Spike, the innocuous grey and white dwarf hamster Frieda got for her 8th birthday, succumbed a few months short of the 2 years we were warned hamsters usually last.
I ... didn't really get the hamster thing. He was kinda cute, very soft, but more likely to bite one on the sensitive web of skin between your thumb and forefinger and leave a string of turds down the front of your shirt than anything else.
His cage ponged and his wheel squeaked all night.
We had to keep the girls bedroom door closed all the time for bull terrier and cat risk.
Except for the couple of times we didn't.
Spike's most noteworthy achievement, in his small life, was to not once but TWICE ward off attack by voracious bully. Orca just couldn't resist that little guy.
#hamsterwatch |
And by the time I got upstairs to fetch him it was basically all over.
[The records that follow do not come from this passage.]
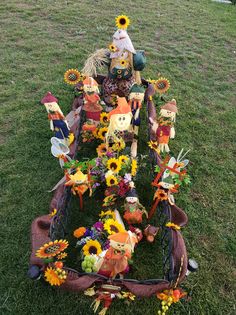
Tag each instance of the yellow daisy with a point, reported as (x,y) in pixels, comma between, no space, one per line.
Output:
(52,249)
(102,133)
(114,165)
(113,226)
(122,21)
(104,118)
(162,85)
(111,180)
(134,166)
(72,76)
(123,159)
(92,247)
(55,277)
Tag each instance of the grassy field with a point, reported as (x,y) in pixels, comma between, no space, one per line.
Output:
(190,42)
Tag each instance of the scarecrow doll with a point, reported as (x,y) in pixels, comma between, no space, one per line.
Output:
(164,126)
(92,105)
(58,123)
(134,210)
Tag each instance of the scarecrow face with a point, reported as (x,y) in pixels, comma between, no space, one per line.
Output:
(131,199)
(53,106)
(136,96)
(121,122)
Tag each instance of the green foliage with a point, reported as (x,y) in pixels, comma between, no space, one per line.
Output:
(193,44)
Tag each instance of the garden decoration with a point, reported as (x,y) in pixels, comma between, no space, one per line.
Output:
(102,166)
He was lying in the sawdust, in a coma I think, occasionally a limb twitched but he seemed peaceful and that to move him would be more traumatic than to just close the door, tip toe away and come back later.
No more caged pets please.
Husband felt we needed a proper burial and so, in a box and a bag, into the freezer went Spike.
And then we forgot to bury him.
And the next night we all got home too late.
And the next day is was raining, or something.
And then it was rubbish day and I informed the family I was going to send Spike off in that great wheelie-bin to the sky.
And then I forgot.
And then the next rubbish day was Easter Monday and we were away.
And then finally, today, after that box had been opened a couple of times by morbidly fascinated children, after I'd shuddered more than once getting ice for a drink or scratching around for supper makings, after we'd had a very naughty but delightfully squirmy imagining about a ... hamster smoothie ... I managed to get him out, in time for rubbish collection.
RIP Spike.
No more caged pets.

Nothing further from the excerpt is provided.